Angka ini pun lebih rendah dibandingkan kuartal IV-2014 yang sebesar US$ 6,2 miliar atau 2,8 persen terhadap PDB.

Turunnya defisit transaksi berjalan ditopang oleh berkurangnya impor yang menyebabkan neraca perdagangan mengalami surplus selama periode Januari-Maret 2015. Membaiknya defisit neraca transaksi berjalan itu seiring menipisnya defisit dari neraca minyak dan gas bumi (migas).

Menurut Deputi Direktur Departemen Statistik Bank Indonesia (BI) Riza Tyas, hal ini sejalan dengan kebijakan harga bahan bakar minyak (BBM) pemerintah yang menurunkan volume dan nilai impor migas.

?Ini dampak dari reformasi struktural pemerintah. Apabila diteruskan, perbaikan defisit neraca transaksi berjalan akan berlanjut,? kata dia di Gedung BI, Jakarta, Jumat (15/5).

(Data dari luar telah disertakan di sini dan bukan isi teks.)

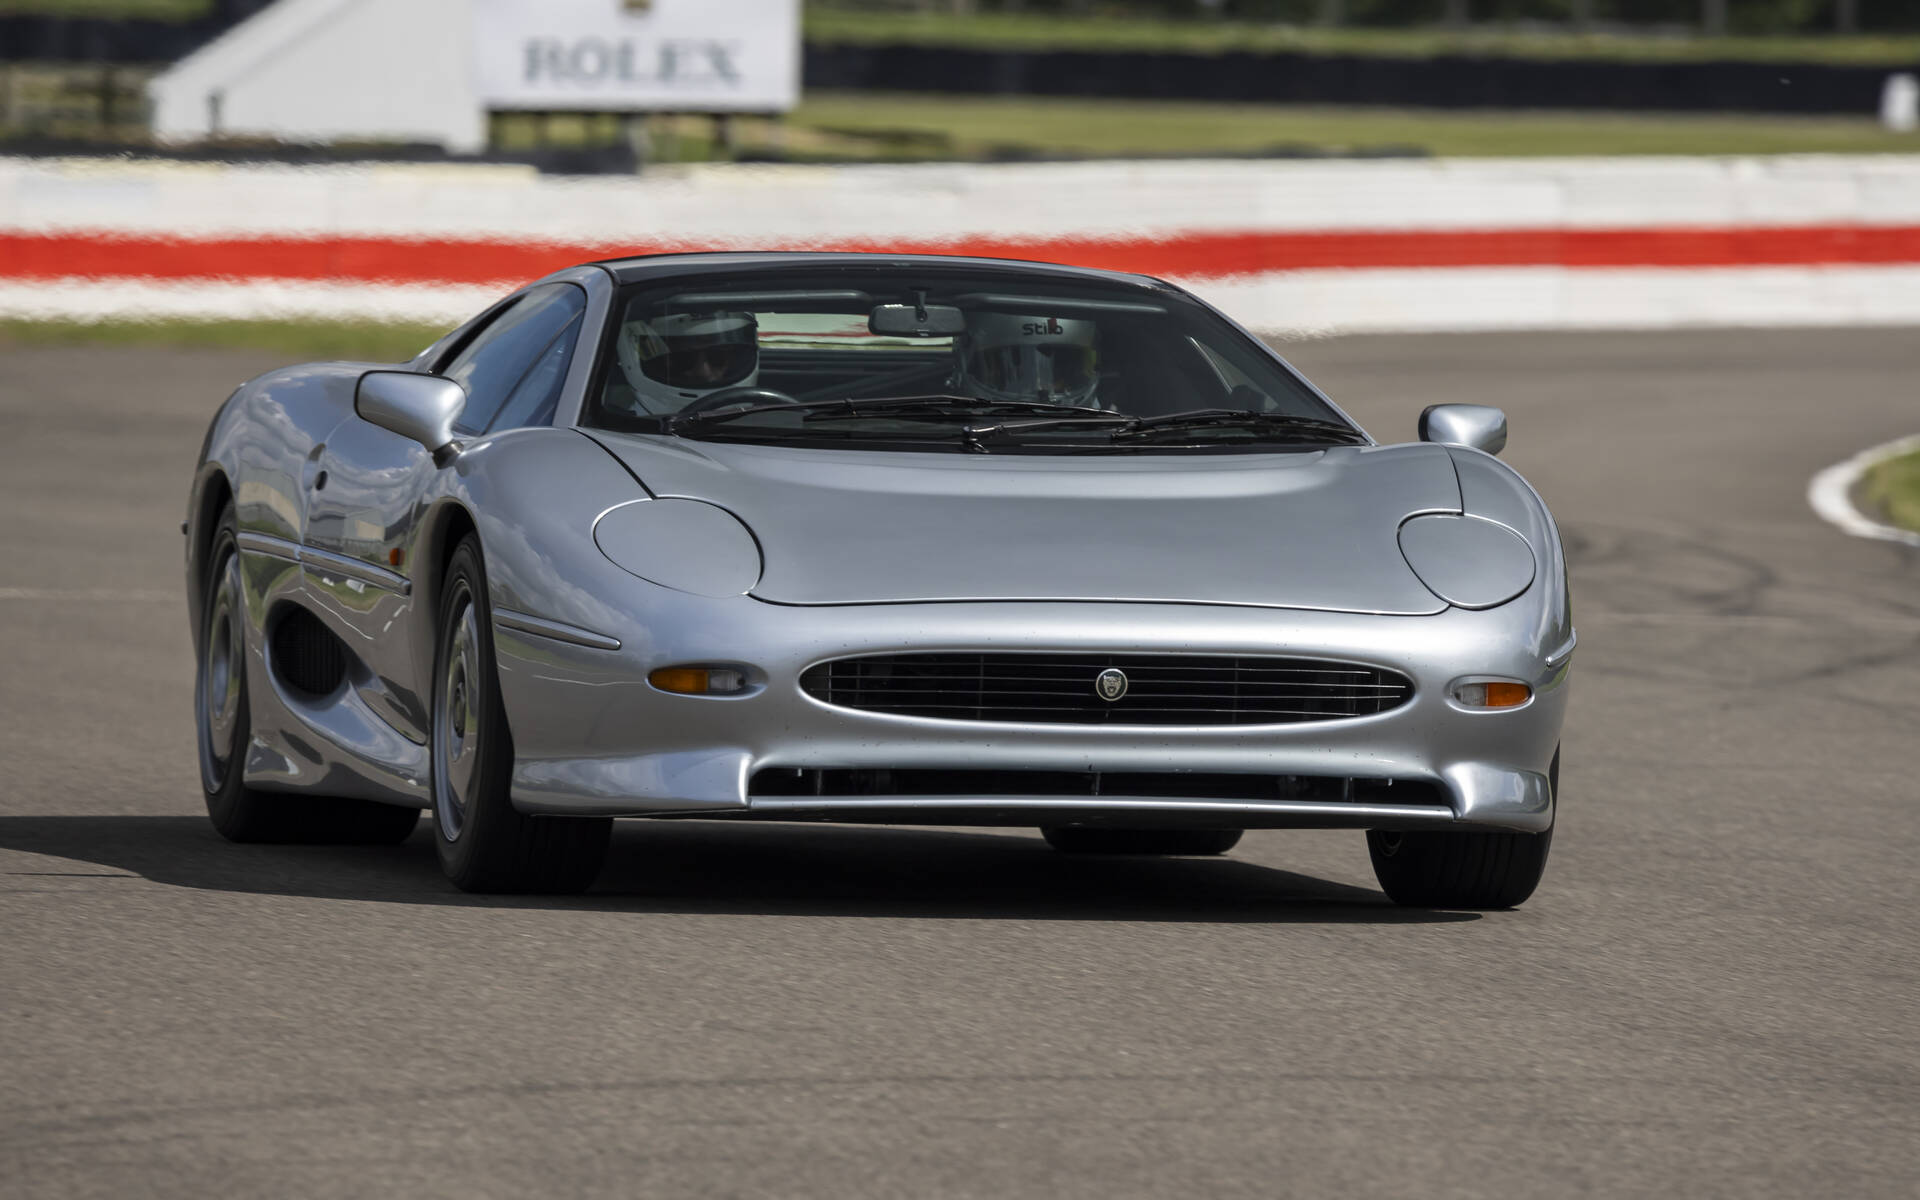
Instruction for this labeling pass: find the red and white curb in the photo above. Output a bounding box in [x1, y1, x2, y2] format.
[1807, 434, 1920, 548]
[5, 156, 1920, 333]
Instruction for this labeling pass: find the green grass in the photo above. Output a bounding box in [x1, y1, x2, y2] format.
[1862, 447, 1920, 533]
[499, 94, 1920, 161]
[0, 0, 208, 16]
[0, 318, 450, 362]
[790, 91, 1920, 159]
[805, 9, 1920, 66]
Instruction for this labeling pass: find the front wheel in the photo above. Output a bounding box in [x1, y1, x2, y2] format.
[430, 535, 610, 893]
[1041, 827, 1243, 856]
[197, 502, 418, 845]
[1366, 751, 1558, 909]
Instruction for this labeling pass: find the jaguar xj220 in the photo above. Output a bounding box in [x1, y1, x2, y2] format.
[185, 253, 1572, 905]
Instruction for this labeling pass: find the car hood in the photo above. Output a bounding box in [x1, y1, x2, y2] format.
[587, 433, 1460, 613]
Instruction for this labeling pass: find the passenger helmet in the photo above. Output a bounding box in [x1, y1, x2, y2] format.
[955, 313, 1100, 408]
[614, 311, 760, 414]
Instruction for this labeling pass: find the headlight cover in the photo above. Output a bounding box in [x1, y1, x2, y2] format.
[594, 499, 763, 597]
[1398, 514, 1536, 610]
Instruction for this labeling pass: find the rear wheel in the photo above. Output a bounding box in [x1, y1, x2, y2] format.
[430, 535, 611, 893]
[1366, 751, 1558, 909]
[1041, 827, 1243, 856]
[196, 502, 419, 844]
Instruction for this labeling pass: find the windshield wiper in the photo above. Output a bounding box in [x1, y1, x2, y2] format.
[802, 395, 1122, 422]
[668, 398, 1367, 453]
[669, 394, 1117, 435]
[666, 399, 829, 434]
[958, 410, 1362, 453]
[1110, 409, 1367, 444]
[957, 414, 1135, 452]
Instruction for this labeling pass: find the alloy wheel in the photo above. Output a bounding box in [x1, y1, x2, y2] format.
[434, 583, 482, 842]
[198, 546, 245, 790]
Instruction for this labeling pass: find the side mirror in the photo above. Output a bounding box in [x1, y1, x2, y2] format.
[1419, 404, 1507, 456]
[356, 371, 465, 466]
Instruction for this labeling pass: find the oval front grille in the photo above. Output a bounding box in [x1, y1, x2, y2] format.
[798, 653, 1414, 726]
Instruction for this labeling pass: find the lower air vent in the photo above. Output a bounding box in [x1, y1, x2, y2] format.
[269, 606, 349, 696]
[750, 768, 1442, 806]
[799, 653, 1414, 726]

Lebih lanjut dia menambahkan, defisit transaksi berjalan pada kuartal II kemungkinan akan bertambah. Namun, kenaikan defisit tersebut akan berdampak positif karena didorong oleh impor barang modal dan bahan baku seiring mulai berjalannya belanja pemerintah di sektor infrastruktur.

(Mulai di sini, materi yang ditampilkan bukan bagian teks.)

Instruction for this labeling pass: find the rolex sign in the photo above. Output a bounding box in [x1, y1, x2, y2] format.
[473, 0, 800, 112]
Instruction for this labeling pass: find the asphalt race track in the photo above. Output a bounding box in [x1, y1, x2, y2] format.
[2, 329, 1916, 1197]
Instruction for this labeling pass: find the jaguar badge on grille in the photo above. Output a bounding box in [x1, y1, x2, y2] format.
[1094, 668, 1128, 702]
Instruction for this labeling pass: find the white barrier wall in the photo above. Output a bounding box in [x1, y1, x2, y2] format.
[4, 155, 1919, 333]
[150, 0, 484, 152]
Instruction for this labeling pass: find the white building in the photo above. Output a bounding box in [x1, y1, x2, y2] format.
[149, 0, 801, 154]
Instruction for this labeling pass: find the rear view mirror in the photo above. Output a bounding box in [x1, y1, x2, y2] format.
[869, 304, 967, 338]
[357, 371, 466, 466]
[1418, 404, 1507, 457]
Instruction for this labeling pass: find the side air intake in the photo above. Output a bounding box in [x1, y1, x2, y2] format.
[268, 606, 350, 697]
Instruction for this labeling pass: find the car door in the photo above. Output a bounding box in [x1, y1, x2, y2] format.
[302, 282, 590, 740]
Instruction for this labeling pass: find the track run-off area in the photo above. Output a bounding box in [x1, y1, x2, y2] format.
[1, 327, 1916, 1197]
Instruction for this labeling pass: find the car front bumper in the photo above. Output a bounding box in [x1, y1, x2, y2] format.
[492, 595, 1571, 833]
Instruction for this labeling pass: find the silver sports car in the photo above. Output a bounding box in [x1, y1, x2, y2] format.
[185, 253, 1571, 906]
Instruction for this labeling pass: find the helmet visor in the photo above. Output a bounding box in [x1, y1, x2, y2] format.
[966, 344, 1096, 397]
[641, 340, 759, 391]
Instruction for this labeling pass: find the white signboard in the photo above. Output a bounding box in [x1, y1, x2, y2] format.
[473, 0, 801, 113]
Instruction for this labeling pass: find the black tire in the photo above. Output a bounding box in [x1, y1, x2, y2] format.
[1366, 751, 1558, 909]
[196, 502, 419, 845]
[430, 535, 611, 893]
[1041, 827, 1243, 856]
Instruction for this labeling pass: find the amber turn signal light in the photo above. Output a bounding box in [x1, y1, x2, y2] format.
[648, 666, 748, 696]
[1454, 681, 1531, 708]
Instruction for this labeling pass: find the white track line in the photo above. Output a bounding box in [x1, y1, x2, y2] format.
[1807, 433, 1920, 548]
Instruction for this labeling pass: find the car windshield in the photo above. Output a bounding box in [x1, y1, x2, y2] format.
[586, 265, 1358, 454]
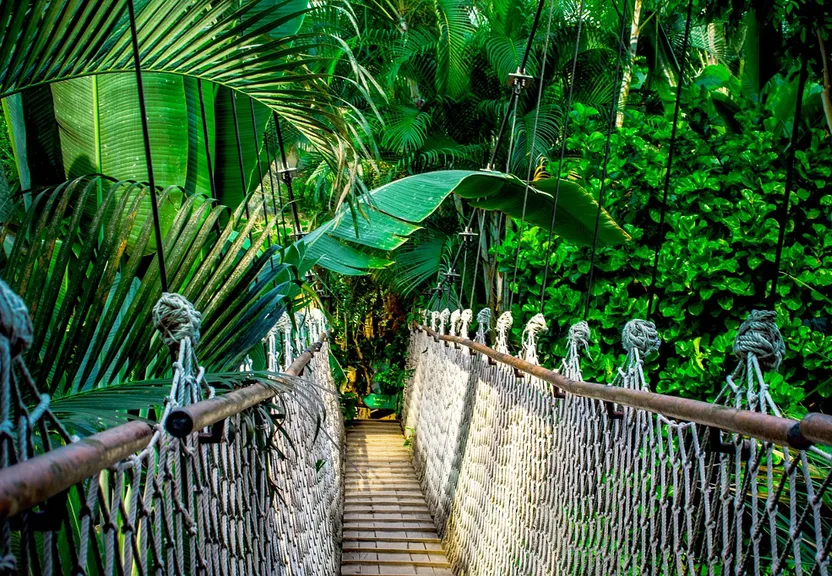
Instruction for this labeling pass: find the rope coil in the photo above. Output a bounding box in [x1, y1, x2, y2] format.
[152, 293, 202, 348]
[733, 310, 785, 372]
[495, 311, 513, 354]
[460, 309, 473, 340]
[0, 279, 32, 358]
[450, 310, 461, 337]
[521, 313, 547, 365]
[621, 319, 660, 356]
[476, 308, 492, 343]
[568, 321, 591, 350]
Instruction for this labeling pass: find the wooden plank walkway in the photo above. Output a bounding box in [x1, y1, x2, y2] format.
[341, 420, 452, 575]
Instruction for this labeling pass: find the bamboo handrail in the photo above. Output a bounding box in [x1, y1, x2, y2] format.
[418, 325, 832, 449]
[0, 336, 326, 521]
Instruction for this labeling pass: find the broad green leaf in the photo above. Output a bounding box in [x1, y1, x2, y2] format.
[329, 207, 420, 250]
[213, 88, 273, 209]
[308, 169, 630, 274]
[0, 0, 366, 196]
[51, 74, 190, 187]
[304, 226, 393, 275]
[2, 93, 29, 189]
[248, 0, 309, 38]
[375, 169, 630, 245]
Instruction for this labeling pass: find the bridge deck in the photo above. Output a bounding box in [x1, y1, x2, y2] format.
[341, 420, 452, 575]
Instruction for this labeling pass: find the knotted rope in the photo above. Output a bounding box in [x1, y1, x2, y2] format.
[152, 293, 202, 348]
[476, 308, 491, 344]
[277, 312, 293, 368]
[622, 319, 660, 356]
[450, 310, 461, 337]
[733, 309, 785, 372]
[521, 313, 547, 365]
[0, 279, 33, 357]
[495, 311, 513, 354]
[460, 309, 473, 340]
[568, 321, 590, 351]
[439, 309, 451, 336]
[308, 308, 326, 339]
[561, 320, 591, 380]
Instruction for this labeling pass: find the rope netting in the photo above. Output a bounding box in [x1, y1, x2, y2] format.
[404, 308, 832, 575]
[0, 280, 343, 575]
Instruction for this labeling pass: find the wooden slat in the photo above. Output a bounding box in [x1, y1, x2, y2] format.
[341, 420, 451, 574]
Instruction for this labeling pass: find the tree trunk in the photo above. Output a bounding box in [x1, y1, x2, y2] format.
[616, 0, 644, 128]
[819, 30, 832, 136]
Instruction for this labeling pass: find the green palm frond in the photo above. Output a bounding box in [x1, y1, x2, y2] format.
[376, 228, 451, 296]
[394, 135, 485, 172]
[382, 105, 433, 152]
[434, 0, 474, 98]
[509, 104, 561, 174]
[485, 35, 535, 84]
[0, 175, 304, 396]
[0, 0, 371, 186]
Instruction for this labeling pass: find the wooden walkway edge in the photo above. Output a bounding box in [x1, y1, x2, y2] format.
[341, 420, 453, 575]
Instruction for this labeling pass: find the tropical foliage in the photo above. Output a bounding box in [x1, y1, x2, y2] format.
[0, 0, 366, 432]
[2, 0, 832, 419]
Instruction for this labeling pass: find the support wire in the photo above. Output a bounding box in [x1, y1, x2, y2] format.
[645, 0, 695, 320]
[508, 0, 561, 310]
[127, 0, 167, 292]
[581, 0, 631, 321]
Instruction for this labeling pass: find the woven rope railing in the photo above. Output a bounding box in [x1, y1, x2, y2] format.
[0, 281, 343, 575]
[404, 309, 832, 575]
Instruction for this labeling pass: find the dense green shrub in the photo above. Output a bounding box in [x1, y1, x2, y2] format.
[496, 85, 832, 417]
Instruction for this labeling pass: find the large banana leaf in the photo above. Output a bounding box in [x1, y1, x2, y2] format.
[52, 74, 189, 185]
[46, 75, 272, 212]
[306, 169, 630, 274]
[0, 176, 304, 399]
[213, 88, 274, 208]
[0, 0, 364, 173]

?Ini (perbaikan neraca transaksi berjalan bersifat) musiman. Tapi sustainable karena salah satu penyebabnya adalah perbaikan neraca migas,? ujarnya.

Pada kuartal I-2015, BI juga mencatat surplus Neraca Pembayaran Indonesia (NPI) sebesar US$ 1,3 miliar. Angka ini turun dibandingkan kuartal-IV-2014 yang mencatatkan surplus sebesar US$ 2,4 miliar.

Direktur Departemen Statistik BI Endy Dwi Tjahjono menuturkan, surplus ini berasal dari transaksi modal dan finansial yang masih surplus sebesar US$ 5,9 miliar. Terdiri dari aset yang negatif US$ 7,3 miliar dan kewajiban senilai US$ 13,25 miliar.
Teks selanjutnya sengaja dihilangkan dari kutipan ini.